You cannot do anything with this iterator, like null pointer.
Doing something with an invalid iterator immediately stops the program and even causes the program to crash and an assertion dialog window appears. There is no way to continue program no matter what options you choose, what buttons you click. You just can terminate the program and the process by clicking the Abort button.
You don't do anything else with an invalid iterator, unless you can either set it to the begin of the container, or just ignore it.
But before you decide what to do with an iterator, first you must know if this iterator is either invalid or not, if you call the erase function of the container you are using.
I have made by myself a function that checks, tests, knows and returns true whether a given iterator is either invalid or not. You can use the memcpy function to get the state of any object, item, structure, class and etc, and of course we always use the memset function at first to either clear or empty a new buffer, structure, class or any object or item:
bool IsNull(list<int>::iterator& i) //In your example, you have used list<int>, but if your container is not list, then you have to change this parameter to the type of the container you are using, if it is either a vector or deque, and also the type of the element inside the container if necessary.
{
byte buffer[sizeof(i)];
memset(buffer, 0, sizeof(i));
memcpy(buffer, &i, sizeof(i));
return *buffer == 0; //I found that the size of any iterator is 12 bytes long. I also found that if the first byte of the iterator that I copy to the buffer is zero, then the iterator is invalid. Otherwise it is valid. I like to call invalid iterators also as "null iterators".
}
I have already tested this function before I posted it there and found that this function is working for me.
I very hope that I have fully answered your question and also helped you very much!
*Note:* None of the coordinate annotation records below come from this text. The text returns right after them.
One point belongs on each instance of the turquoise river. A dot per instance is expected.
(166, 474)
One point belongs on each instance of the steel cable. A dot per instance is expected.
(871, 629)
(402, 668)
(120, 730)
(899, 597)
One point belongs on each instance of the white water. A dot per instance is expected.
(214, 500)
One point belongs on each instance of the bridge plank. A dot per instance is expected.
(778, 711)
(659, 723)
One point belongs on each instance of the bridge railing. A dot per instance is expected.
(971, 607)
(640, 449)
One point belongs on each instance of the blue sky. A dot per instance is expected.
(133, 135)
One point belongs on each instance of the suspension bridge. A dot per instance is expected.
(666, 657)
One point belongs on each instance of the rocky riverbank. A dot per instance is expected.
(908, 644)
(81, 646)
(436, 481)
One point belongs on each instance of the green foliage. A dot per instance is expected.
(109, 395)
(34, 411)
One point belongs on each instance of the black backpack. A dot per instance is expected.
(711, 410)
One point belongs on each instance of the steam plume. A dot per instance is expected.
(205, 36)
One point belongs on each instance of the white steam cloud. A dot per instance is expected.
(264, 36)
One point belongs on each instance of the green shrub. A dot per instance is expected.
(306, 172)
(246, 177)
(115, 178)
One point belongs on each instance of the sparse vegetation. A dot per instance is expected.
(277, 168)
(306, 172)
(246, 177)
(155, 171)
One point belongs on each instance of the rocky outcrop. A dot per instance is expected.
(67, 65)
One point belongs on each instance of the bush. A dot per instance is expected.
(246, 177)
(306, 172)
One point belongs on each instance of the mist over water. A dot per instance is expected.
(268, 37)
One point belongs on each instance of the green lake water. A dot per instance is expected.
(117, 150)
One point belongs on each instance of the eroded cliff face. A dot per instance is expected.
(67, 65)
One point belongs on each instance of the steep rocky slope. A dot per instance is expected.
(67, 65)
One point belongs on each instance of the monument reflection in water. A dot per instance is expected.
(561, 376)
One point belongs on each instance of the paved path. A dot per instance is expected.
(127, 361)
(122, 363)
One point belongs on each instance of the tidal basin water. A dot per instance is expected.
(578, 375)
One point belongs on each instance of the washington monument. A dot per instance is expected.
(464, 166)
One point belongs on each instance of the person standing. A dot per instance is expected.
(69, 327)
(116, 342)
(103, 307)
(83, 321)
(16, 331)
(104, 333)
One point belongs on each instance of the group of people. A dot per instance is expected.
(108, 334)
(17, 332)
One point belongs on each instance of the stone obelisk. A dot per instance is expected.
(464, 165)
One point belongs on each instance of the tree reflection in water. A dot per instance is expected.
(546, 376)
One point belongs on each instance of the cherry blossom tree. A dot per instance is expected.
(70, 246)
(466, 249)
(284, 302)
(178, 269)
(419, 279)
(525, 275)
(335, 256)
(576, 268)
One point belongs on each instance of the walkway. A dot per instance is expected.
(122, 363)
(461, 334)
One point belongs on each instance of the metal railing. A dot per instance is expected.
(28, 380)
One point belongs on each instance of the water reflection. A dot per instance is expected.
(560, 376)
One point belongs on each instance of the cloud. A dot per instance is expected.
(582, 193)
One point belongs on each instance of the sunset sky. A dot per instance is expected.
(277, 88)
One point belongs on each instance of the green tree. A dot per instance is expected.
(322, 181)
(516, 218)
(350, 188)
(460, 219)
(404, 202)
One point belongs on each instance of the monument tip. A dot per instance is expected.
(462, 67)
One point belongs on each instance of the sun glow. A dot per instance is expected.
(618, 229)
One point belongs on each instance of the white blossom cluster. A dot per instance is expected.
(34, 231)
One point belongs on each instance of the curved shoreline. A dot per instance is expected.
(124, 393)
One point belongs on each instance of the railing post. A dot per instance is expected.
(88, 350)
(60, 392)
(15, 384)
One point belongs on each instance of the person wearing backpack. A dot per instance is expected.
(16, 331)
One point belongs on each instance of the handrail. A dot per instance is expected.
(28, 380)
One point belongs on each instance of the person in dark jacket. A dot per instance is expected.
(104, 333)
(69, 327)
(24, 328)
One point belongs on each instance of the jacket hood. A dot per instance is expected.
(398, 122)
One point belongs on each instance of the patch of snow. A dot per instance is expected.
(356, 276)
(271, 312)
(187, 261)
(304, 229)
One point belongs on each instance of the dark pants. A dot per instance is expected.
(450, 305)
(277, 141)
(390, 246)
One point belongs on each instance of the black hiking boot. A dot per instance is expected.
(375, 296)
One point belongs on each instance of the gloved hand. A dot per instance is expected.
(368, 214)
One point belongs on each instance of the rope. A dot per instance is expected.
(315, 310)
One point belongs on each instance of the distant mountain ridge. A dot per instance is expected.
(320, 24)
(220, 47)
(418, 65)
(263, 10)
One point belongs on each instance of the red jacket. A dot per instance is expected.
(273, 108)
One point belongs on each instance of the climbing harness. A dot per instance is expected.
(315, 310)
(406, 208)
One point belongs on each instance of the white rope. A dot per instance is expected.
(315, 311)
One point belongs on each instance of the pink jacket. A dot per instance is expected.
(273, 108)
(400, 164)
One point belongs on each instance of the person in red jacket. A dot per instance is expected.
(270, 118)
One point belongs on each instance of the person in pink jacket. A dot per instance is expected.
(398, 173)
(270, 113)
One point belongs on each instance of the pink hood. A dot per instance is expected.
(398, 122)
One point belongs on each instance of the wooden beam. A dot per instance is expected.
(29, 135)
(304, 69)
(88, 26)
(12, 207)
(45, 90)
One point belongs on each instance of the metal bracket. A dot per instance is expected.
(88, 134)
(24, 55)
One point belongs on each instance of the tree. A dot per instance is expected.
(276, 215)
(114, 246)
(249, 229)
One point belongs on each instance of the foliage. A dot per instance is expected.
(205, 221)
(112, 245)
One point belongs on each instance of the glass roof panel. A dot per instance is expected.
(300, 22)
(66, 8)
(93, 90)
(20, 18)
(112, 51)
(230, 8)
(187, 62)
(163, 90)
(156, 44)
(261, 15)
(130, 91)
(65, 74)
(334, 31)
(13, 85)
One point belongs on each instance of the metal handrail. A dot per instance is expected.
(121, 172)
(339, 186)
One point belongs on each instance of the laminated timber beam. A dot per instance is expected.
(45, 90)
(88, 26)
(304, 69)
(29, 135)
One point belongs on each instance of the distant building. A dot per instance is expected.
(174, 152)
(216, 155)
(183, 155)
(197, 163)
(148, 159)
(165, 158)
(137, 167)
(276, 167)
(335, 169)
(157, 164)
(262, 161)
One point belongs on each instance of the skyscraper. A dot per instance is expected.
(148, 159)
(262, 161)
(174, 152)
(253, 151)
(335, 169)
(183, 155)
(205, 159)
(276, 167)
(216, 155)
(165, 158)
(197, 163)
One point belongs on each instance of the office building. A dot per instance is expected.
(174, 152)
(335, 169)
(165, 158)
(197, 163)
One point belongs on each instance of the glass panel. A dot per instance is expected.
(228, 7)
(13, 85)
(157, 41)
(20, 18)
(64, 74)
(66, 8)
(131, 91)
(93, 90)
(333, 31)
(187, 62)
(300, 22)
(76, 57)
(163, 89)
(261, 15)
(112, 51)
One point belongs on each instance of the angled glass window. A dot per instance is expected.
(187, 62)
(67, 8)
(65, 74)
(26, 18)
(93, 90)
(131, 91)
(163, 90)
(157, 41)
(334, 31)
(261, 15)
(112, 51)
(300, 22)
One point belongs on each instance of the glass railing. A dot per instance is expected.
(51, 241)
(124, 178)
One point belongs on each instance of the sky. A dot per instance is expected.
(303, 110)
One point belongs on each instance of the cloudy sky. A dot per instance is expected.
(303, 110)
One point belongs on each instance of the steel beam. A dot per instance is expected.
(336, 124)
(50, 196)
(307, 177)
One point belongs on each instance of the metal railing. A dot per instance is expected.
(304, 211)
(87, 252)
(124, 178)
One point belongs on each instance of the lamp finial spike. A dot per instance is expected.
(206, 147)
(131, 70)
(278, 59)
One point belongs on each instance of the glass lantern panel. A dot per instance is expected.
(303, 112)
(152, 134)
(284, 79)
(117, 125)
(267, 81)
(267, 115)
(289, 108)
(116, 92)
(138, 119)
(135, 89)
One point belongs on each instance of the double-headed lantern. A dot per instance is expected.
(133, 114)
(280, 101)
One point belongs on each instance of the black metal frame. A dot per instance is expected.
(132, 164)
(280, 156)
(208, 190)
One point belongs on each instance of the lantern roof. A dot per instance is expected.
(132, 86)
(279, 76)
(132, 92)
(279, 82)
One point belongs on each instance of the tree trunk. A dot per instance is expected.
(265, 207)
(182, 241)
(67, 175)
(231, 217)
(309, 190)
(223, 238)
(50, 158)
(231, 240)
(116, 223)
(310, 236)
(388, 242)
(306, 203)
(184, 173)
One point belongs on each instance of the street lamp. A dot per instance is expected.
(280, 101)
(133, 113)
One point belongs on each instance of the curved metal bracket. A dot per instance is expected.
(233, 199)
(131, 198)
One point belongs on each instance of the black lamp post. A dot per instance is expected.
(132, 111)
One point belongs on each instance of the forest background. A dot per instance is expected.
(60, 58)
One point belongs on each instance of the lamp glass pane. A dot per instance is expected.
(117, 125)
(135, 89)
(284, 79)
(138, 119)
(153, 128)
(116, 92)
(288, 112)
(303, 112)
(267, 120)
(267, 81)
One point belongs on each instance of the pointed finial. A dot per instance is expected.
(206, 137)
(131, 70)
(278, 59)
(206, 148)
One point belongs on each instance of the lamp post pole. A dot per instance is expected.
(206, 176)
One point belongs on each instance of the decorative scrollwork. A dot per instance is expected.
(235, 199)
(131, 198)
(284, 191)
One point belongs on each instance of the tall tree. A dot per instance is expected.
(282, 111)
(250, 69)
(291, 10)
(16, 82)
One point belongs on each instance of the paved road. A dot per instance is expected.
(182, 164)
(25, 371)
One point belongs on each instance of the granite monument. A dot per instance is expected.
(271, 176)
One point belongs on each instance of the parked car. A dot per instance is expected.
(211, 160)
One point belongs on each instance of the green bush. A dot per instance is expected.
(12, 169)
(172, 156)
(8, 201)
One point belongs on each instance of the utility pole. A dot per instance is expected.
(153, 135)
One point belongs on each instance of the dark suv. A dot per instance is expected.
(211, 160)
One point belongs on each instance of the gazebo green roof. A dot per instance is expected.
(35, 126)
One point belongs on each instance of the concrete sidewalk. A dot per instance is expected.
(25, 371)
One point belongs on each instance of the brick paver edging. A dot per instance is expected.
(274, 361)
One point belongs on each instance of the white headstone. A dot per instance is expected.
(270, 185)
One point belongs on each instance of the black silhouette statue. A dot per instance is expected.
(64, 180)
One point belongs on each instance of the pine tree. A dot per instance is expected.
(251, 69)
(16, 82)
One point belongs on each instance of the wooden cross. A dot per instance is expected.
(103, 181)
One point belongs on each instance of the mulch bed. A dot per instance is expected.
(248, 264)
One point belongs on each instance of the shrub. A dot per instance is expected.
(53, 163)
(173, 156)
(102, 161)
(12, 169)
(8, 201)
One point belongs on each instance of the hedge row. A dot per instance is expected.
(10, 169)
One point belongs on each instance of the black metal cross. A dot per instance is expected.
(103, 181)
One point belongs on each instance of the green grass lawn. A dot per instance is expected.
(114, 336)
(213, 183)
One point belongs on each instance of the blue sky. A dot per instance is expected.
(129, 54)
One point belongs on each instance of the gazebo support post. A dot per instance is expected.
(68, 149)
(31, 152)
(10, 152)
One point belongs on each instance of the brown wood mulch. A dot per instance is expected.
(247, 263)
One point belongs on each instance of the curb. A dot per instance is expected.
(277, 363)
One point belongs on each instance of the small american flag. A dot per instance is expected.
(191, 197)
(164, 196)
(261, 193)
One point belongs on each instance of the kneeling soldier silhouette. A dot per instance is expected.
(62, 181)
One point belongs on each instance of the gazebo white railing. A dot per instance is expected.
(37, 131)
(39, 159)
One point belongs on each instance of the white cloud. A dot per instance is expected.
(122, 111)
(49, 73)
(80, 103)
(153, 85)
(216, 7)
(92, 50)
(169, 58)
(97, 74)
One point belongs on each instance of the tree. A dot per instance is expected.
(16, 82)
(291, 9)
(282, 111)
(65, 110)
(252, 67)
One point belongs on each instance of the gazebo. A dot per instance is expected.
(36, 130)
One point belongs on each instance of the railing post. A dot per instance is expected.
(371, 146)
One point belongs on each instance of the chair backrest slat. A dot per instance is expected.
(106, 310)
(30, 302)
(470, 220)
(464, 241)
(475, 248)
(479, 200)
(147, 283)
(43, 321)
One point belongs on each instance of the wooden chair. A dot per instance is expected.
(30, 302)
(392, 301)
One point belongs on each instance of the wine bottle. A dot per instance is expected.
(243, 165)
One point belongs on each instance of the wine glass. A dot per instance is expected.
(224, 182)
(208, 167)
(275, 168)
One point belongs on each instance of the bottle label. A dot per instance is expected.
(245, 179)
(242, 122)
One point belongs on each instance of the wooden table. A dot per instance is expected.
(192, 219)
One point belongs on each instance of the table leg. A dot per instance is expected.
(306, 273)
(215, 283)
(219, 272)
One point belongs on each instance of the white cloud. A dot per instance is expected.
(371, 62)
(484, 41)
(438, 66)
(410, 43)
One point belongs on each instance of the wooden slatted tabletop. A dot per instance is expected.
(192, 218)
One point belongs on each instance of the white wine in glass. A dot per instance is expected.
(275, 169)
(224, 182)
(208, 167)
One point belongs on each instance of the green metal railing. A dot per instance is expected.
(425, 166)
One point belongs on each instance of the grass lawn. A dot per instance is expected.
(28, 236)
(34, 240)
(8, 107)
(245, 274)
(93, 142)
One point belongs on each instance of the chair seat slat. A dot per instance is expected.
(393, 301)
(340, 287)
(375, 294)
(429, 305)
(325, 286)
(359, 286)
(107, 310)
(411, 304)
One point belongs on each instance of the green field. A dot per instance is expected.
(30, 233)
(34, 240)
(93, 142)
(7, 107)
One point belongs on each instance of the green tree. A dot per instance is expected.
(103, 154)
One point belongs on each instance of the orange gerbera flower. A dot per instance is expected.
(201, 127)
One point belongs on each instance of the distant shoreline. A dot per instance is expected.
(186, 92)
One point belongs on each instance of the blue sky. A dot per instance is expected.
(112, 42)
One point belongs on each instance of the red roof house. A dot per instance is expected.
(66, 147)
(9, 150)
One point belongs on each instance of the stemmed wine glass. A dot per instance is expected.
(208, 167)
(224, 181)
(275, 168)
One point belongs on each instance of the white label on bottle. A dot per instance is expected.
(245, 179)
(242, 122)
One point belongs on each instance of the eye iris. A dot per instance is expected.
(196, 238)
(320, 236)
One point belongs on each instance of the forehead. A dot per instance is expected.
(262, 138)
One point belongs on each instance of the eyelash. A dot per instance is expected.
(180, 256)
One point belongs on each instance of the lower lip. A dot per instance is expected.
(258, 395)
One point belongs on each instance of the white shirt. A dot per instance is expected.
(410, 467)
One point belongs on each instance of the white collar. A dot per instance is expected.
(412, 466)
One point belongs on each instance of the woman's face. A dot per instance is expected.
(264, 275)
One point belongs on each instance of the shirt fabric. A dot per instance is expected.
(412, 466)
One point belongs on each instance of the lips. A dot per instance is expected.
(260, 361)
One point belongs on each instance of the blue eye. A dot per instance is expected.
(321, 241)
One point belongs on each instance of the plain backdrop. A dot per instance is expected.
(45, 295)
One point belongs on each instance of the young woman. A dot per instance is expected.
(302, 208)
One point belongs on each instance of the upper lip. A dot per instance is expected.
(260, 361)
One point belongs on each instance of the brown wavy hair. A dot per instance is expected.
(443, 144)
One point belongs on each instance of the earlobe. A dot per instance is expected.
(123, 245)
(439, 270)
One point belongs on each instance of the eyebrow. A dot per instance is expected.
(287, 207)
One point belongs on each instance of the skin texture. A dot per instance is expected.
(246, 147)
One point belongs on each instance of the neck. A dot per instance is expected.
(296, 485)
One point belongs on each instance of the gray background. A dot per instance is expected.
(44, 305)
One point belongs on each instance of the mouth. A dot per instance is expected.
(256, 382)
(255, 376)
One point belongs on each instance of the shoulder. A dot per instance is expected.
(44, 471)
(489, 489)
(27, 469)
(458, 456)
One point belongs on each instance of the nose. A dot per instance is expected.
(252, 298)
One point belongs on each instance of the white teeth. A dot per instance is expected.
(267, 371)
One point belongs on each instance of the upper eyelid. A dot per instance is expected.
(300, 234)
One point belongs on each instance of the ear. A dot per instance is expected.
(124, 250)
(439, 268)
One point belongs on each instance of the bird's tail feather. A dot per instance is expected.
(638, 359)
There is a way, but is ugly... you can use the std::distance function
#include <algorithms>
using namespace std
auto distance_to_iter = distance(container.begin(), your_iter);
auto distance_to_end = distance(container.begin(),container.end());
bool is_your_iter_still_valid = distance_to_iter != distance_to_end;
use erase with increment :
if (something) l.erase(itd++);
so you can test the validity of the iterator.
if (iterator != container.end()) {
iterator is dereferencable !
}
If your iterator doesnt equal container.end(), and is not dereferencable, youre doing something wrong.